After running for a long time, an IOC using StreamDevice and ASYN exhibits significant deviations between the message transmission intervals and the set scan period. #102

1458861693 · 2025-01-20T08:38:15Z

I have developed an EPICS IOC to control an X-ray source. The IOC needs to continuously send messages to the X-ray source controller at a 100ms interval to maintain the connection with the X-ray source. These messages serve as heartbeat packets. If the time interval between two consecutive heartbeat packets exceeds 3 seconds, the high voltage of the X-ray source will be automatically set to 0kV.

Additionally, upon power-up, the X-ray source sends unsolicited operational status data to the IOC at a 100ms interval. This unsolicited data provides continuous updates on the working status of the X-ray source without requiring any explicit requests from the IOC.

I have developed an IOC using StreamDevice and ASYN, which successfully receives and parses the status data from the X-ray source. Now, I can monitor the status of the X-ray source in real-time. However, there are some issues with sending heartbeat packets to maintain the connection with the X-ray source.

In the db file, I set "SCAN=0.1", which means processing the record every 100ms.
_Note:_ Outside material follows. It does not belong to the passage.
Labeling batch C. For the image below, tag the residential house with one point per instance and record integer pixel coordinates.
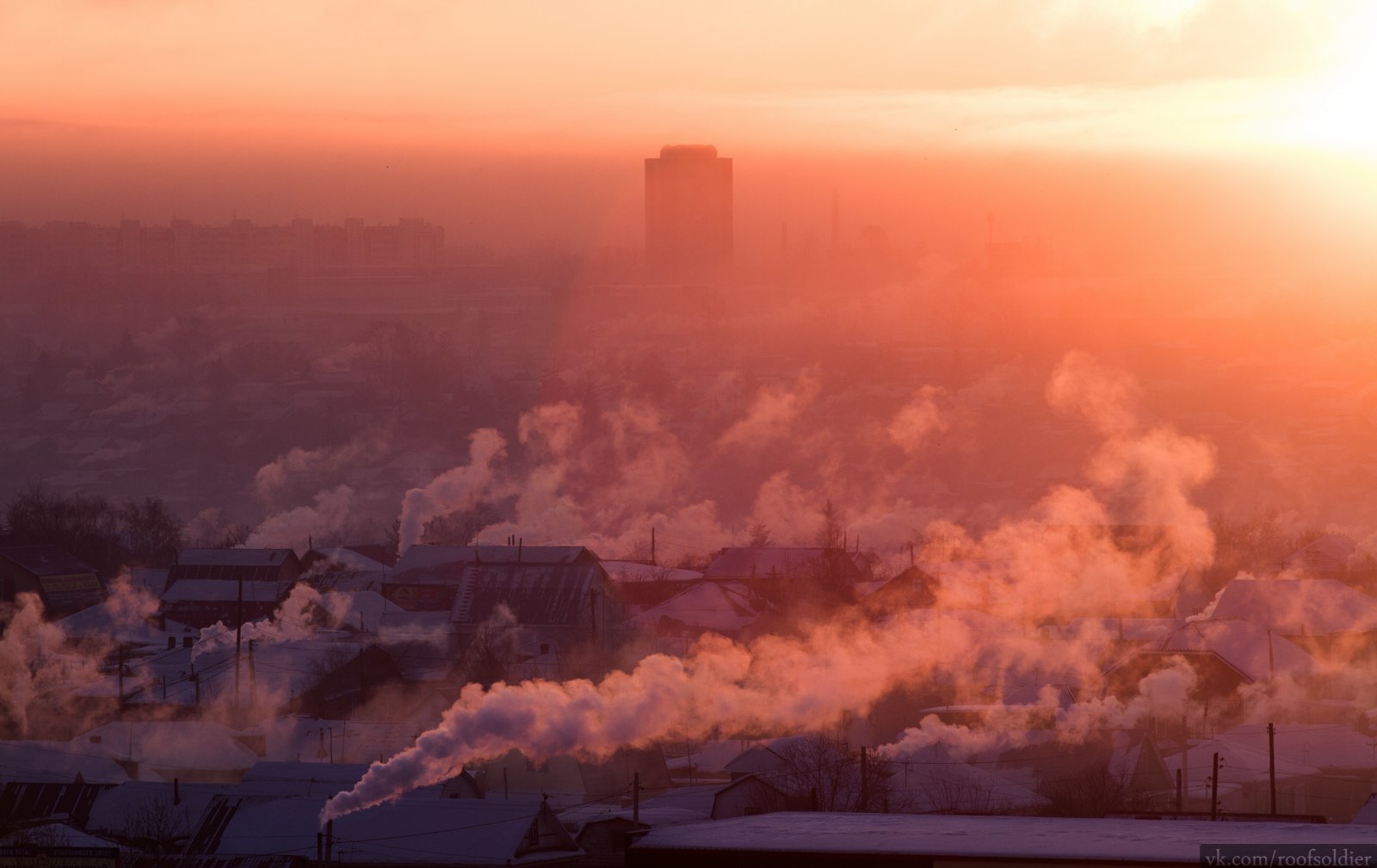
(62, 582)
As follows:

record(ao, "$(P)source:sendMessages") {
    field(DESC, "send control messages")
    field(DTYP, "stream")
    field(SCAN, ".1 second")
    field(OUT, "@XraySource.proto SendMsg($(P)kV.VAL,$(P)mA.VAL,$(P)source:ctrlData.VAL,$(P)exposure:time:amp.VAL) $(PORT)")
    field(FLNK, "$(P)source:cleanMessages")     # clean data after send messages
  }

Initially, the IOC runs well, and the message transmission intervals are around 100ms. As shown in the figure below, data starting with "5A" is sent by the IOC, and data starting with "A5" is sent by the X-ray source. Initially, everything works fine.

However, after running for a while, approximately 2 to 3 hours, I noticed that the message transmission intervals become unstable, sometimes being 100ms, sometimes 400ms, and sometimes even 2000ms. The following figure shows the IOC running after 5 hours.

I am not sure if the message transmission intervals will continue to increase as the IOC keeps running, but I cannot allow this interval to exceed 3 seconds because the X-ray source controller will automatically shut down the high voltage.

I am not sure what is causing this issue. Currently, I suspect that there might be a problem with the ASYN configuration, but after reviewing the documentation, I still haven't found the root cause. I need help to resolve this issue.

The versions of ASYN and StreamDevice I am using are asyn-R4-44 and StreamDevice-master, and the EPICS version is base-7.0.8.
The db, protocol files and st.cmd file are attached.
Thanks very much.

The text was updated successfully, but these errors were encountered:

dirk-zimoch · 2025-01-20T08:55:59Z

Do you get any error messages from your IOC about scan processing overruns?

dirk-zimoch · 2025-01-20T09:09:14Z

The db, protocol files and st.cmd file are attached.

I cannot find them.

1458861693 · 2025-01-20T09:35:04Z

Sorry, I forgot to upload the above files. It has now been uploaded to the attachment

db and proto and cmd ZipFiles.zip

The IOC looks normal and there are no errors reported. As follows.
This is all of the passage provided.